Peace lesson (by Lorita Zaharieva - Bulgaria)
Learning objectives:
After this lesson, students will be able to: Understand and explain what 'peace' is; discuss peaceful leaders in history; Write short sentences or poems about the topic.
1. Start the lesson with a famous song about peace.Show students a short video or pictures of friends, happy people and some pictures of war, aggressive people and crying children. Highlight the different words used to describe the peaceful and non-peaceful situations.
Introduce the topic of the lesson.
2. Step (talk about injustice, nonviolence) What do you think an injustice is? -Brainstorm
/“Conditions or acts that cause people to suffer undeservedly” quote from www.dictionary.com /
What injustices are YOU frustrated about? What would you like to change (self, community, globe) (Make a list on board). If students are hesitant to talk:
o Example: Someone has money to afford lunch while another kid doesn’t – economic injustice.
OR your friend has a pet poodle that they leave in the closet all day - animal rights.
Nonviolence
What is nonviolence? – brainstorm
/Define “nonviolence” – peaceful resistance to injustice/
What are the ways you could combat the injustices?

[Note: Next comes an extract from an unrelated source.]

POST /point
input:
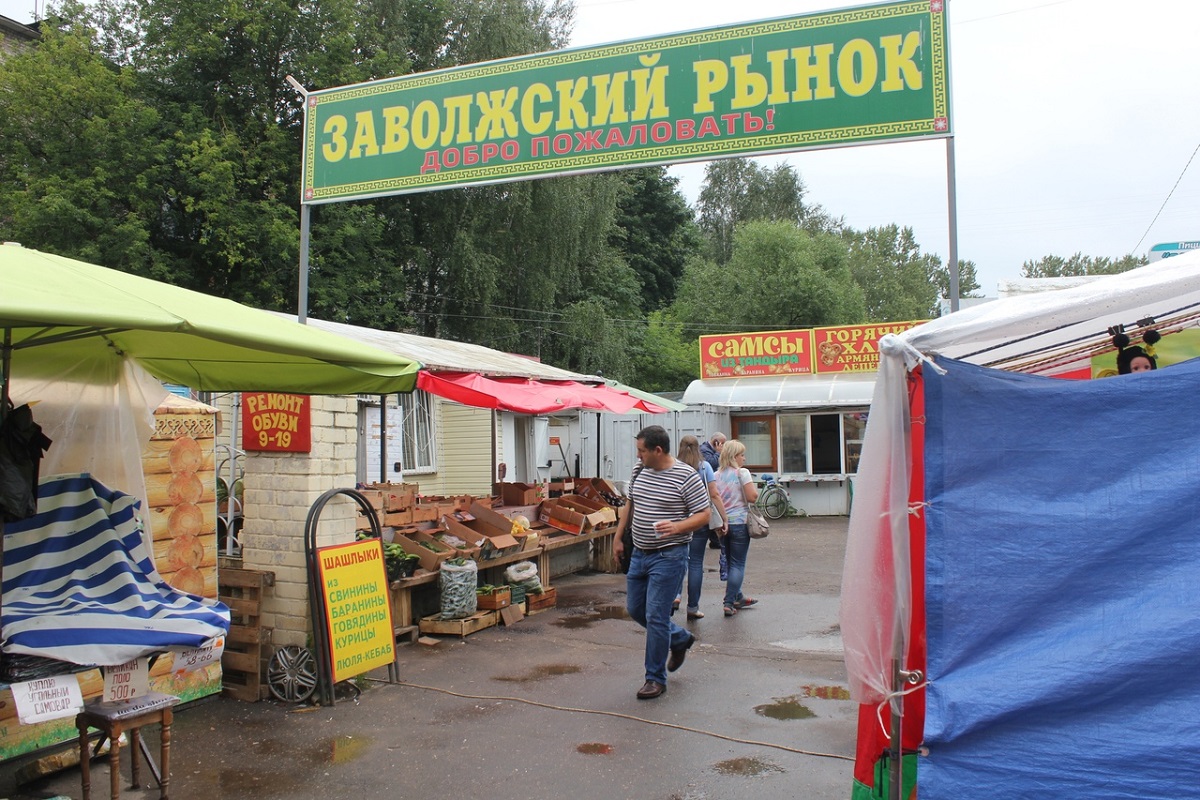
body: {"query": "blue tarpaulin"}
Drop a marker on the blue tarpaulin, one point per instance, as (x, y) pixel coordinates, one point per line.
(1062, 585)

Make list a "nonviolent" way to fight injustice
Nonviolence isn’t just negation. It’s actively working against violence -- nonviolent leaders have used methods
such as protests, hunger strikes, street-theater, etc.
How can we use nonviolence in our lives?
• Get students in groups of 4-5, each group gets a specific injustice (from list students created on board) and must make a skit showing: what the injustice is and a nonviolent way to address that injustice
• 3m prep time for each group
• Each group presents their skit to the class
After each skit, classes says what their injustice was and what their nonviolent method was.

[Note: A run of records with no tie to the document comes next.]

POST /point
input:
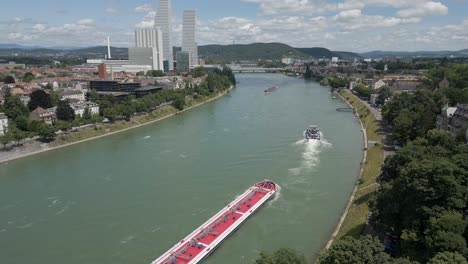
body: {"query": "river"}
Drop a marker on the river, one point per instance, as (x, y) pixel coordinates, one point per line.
(129, 197)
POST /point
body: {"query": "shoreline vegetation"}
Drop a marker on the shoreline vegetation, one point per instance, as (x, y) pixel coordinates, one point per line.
(103, 130)
(354, 218)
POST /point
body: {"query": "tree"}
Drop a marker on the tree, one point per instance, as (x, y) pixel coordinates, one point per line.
(155, 73)
(65, 112)
(383, 94)
(5, 139)
(179, 103)
(9, 79)
(46, 132)
(281, 256)
(448, 257)
(110, 113)
(16, 134)
(40, 98)
(365, 250)
(362, 90)
(28, 77)
(13, 106)
(87, 114)
(54, 97)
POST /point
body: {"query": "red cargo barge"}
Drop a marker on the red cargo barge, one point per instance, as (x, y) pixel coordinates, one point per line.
(205, 239)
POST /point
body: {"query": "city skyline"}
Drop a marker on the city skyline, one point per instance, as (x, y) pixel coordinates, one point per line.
(353, 25)
(189, 40)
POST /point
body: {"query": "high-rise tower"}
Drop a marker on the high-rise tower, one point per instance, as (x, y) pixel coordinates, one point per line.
(163, 21)
(189, 42)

I have a dream... Write down one thing you want to change in your life!
What is peace?
Students try to give their definition.
Ask students to choose which of the definitions of peace they most identify with :
∙“freedom from trouble or worry”
∙ a feeling of mental or emotional calm”
∙ a time when there is no war or a war has ended
Can peace mean different things to different people?
What is conflict? How do we deal with conflict?
/talking about human rights/
Write on the board keywords!
Who is a peaceful person that you know? NOBEL PRIZE
3. Step
If you had to grade the world on its peacefulness, how would it score?
What can you do to help keep peace in your school and your classroom?
My wish for peace.
How can children promote peace in the world?